'use_predefined_hps' auto-tuning failure for RANKING tasks

Question

'use_predefined_hps' auto-tuning failure for RANKING tasks

changhyunlee806 opened this issue 2 years ago · 7 comments

There seems to be a bug with 'use_predefined_hps' automatic tuning for RANKING tasks.
Sampling method SELGB gives an invalid argument error.
I have reproduced error using Google Collab stock example script.
https://colab.research.google.com/drive/1CItiBTm4jN7TKTsg5hozpg3T0f0FiLXD?usp=sharing

Have I written custom code (as opposed to using a stock example script provided in TensorFlow): Yes, but issue persists on stock example code.
OS Platform and Distribution (e.g., Linux Ubuntu 16.04): posix, Linux 5.10.147+
Mobile device (e.g. iPhone 8, Pixel 2, Samsung Galaxy) if the issue happens on a mobile device: N/A
TensorFlow version (use command below): 1.2.0
TensorFlow Decision Forest version: 1.3.0
Python version: 3.9.16
CUDA/cuDNN version: N/A
GPU model and memory: N/A

Below is the error log:

Answer 1 · 2023-04-03T17:31:06.000Z

Hi, thank you for the detailed report!
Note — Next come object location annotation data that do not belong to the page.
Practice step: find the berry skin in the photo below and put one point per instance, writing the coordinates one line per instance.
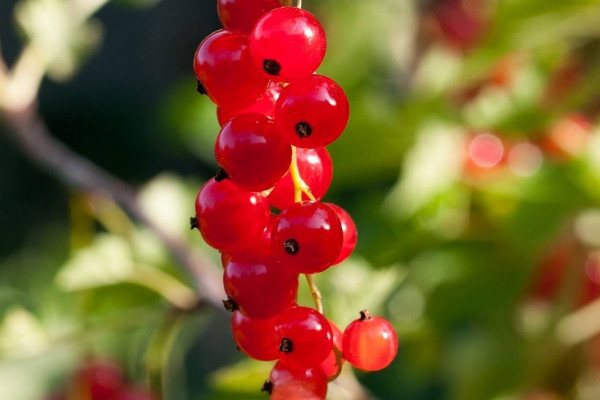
(243, 14)
(332, 365)
(370, 343)
(305, 337)
(349, 232)
(288, 44)
(229, 218)
(258, 284)
(312, 112)
(296, 384)
(307, 237)
(255, 337)
(262, 246)
(252, 152)
(316, 170)
(223, 66)
(264, 105)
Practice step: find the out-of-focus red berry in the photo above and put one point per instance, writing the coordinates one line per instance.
(98, 380)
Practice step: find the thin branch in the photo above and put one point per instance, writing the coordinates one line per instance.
(31, 134)
(3, 71)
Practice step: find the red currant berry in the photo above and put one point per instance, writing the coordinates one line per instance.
(370, 343)
(258, 285)
(312, 112)
(332, 365)
(305, 337)
(255, 337)
(349, 232)
(252, 152)
(229, 218)
(264, 105)
(262, 246)
(222, 66)
(287, 43)
(99, 379)
(293, 384)
(316, 170)
(308, 237)
(243, 14)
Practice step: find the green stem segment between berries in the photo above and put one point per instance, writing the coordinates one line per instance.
(301, 187)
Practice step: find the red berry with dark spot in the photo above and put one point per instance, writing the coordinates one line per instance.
(223, 67)
(288, 44)
(305, 337)
(312, 112)
(370, 343)
(308, 237)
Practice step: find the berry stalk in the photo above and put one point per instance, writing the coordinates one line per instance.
(301, 187)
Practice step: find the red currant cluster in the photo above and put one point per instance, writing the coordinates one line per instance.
(100, 380)
(276, 116)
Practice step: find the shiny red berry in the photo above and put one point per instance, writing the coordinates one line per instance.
(349, 232)
(229, 218)
(223, 67)
(258, 285)
(261, 246)
(312, 112)
(316, 170)
(252, 153)
(332, 365)
(370, 343)
(287, 43)
(296, 384)
(264, 105)
(243, 14)
(307, 237)
(255, 337)
(305, 337)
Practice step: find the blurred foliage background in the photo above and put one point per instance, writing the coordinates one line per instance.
(471, 165)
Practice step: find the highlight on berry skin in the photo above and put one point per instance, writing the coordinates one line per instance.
(263, 211)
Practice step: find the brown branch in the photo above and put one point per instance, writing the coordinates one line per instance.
(30, 133)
This looks like a bug indeed, a fix is in our pipeline.

Answer 2 · 2023-04-05T16:13:30.000Z

FYI: The bug has been fixed and the fix will be included in the next version of TF-DF. I haven't looked into workarounds, is this something you need?

Answer 3 · 2023-04-05T17:37:21.000Z

Thank you for the fix, and I will look forward to the next version of TF-DF. In terms of workarounds, I have manually configured the tuner based on the hyperparameter log submitted to the Vertex AI job before the trainer throws the error. However, this means that I have excluded the hyperparameter that throws errors. Let me know if you have a better idea as a workaround!

Answer 4 · 2023-04-14T17:36:14.000Z

Thank you for raising this issue. I am experiencing the same problem with no workaround.

Answer 5 · 2023-04-14T21:39:36.000Z

The best workaround would be to define the hyper-parameters yourself. The quick-and-dirty way to do this is to just look up the proto used for the search space and hack it into TF-DF, see code below. Let me know if this is useful.

Context: At this point we've entered the world of configuring TF-DF using protobuf messages. This is the most flexible way to configure TF-DF (or, more precisely, its backend Yggdrasil Decision Forests), but it's clearly not very convenient. Since the proto below just overrides the entire training configuration, all other options you may want to set (such as num_trials) must also be changed in the textproto field. You can find the proto definitions here (for the main TrainingConfig) and here (for the HyperparameterTuner extension). In the code below, I've removed the problematic option from the TrainingConfig manually.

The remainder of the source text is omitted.